President Donald Trump said Tuesday he would beat Oprah Winfrey in any prospective 2020 presidential faceoff — and that such a race would "be a lot of fun."
"Yeah, I'll beat Oprah. Oprah would be a lot of fun. I know her very well," Trump told reporters following a bipartisan gathering of congressional leaders in the White House cabinet room.
"I like Oprah," he said. "I know her very well."
Trump, however, added that he felt Winfrey wasn't likely to enter the race.
"I don't think she's going to run."
Speculation surrounding a possible 2020 bid by Winfrey exploded following the mogul'sheadline-grabbing remarks at the Golden GlobesSunday night.

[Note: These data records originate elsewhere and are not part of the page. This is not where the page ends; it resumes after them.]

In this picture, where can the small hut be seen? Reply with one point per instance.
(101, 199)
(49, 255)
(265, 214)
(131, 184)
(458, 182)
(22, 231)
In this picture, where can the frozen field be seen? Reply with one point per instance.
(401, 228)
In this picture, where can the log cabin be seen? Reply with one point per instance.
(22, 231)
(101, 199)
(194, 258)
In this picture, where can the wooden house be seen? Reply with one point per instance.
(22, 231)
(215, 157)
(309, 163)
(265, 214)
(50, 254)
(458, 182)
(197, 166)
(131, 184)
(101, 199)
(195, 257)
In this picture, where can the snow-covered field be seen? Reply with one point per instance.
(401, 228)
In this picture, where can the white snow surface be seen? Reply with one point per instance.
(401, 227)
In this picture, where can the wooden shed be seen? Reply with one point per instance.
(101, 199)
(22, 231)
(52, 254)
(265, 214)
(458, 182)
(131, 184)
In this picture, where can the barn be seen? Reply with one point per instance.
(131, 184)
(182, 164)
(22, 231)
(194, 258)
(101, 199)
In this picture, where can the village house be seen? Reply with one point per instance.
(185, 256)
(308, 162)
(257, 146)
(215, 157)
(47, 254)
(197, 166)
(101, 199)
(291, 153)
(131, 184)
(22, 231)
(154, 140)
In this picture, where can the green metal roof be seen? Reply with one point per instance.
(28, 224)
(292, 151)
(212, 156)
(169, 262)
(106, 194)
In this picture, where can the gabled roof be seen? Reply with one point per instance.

In the wake of that speech, Winfrey's longtime partner Stedman Graham seemed to leave the idea of a Winfrey campaign open as a possibility.
"It's up to the people," Graham told The Los Angeles Times. "She would absolutely do it."

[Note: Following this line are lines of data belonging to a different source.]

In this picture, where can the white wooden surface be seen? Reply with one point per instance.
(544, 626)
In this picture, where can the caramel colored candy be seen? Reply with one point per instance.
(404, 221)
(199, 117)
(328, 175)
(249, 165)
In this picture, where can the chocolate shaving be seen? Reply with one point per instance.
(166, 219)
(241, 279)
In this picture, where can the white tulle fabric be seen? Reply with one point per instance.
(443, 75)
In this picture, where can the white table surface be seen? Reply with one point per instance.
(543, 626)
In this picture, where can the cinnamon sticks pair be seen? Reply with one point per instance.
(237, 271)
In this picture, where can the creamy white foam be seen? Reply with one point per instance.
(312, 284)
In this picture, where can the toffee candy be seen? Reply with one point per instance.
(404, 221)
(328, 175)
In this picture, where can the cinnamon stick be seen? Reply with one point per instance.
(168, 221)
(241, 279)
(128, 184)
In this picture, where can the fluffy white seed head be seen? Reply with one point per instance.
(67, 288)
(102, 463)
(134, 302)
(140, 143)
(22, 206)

Winfrey herself has previously denied that she would run for office, and a source close to her said this week she had no intention of entering presidential politics in 2020.
"It's not happening. She has no intention of running," the source said.
It's unclear whether Trump watched Winfrey's Sunday speech, but the White House, reacting to the latest Oprah boomlet, said Monday that the administration would relish such a match-up.
"We welcome the challenge, whether it be Oprah Winfrey or anybody else," White House Deputy Press Secretary Hogan Gidley told reporters aboard Air Force One Monday.
White House Press Secretary Sarah Huckabee Sanders told reporters Tuesday that if Winfrey — like candidate Trump, a Washington outsider with no prior political experience — were to run, she'd have to lay out her policy positions, and that the Trump administration would be likely to oppose many of them.
"Is she a successful individual? Absolutely. In terms of where she stands, I'd find a lot of problems with that," Sanders said.
Trump himself has praised Winfrey on several occasions. He even once floated her — back in 1999, well before his own official entry into politics — as a possible vice presidential pick if he ran for president in 2000. He did so again in 2015 in an interview with ABC.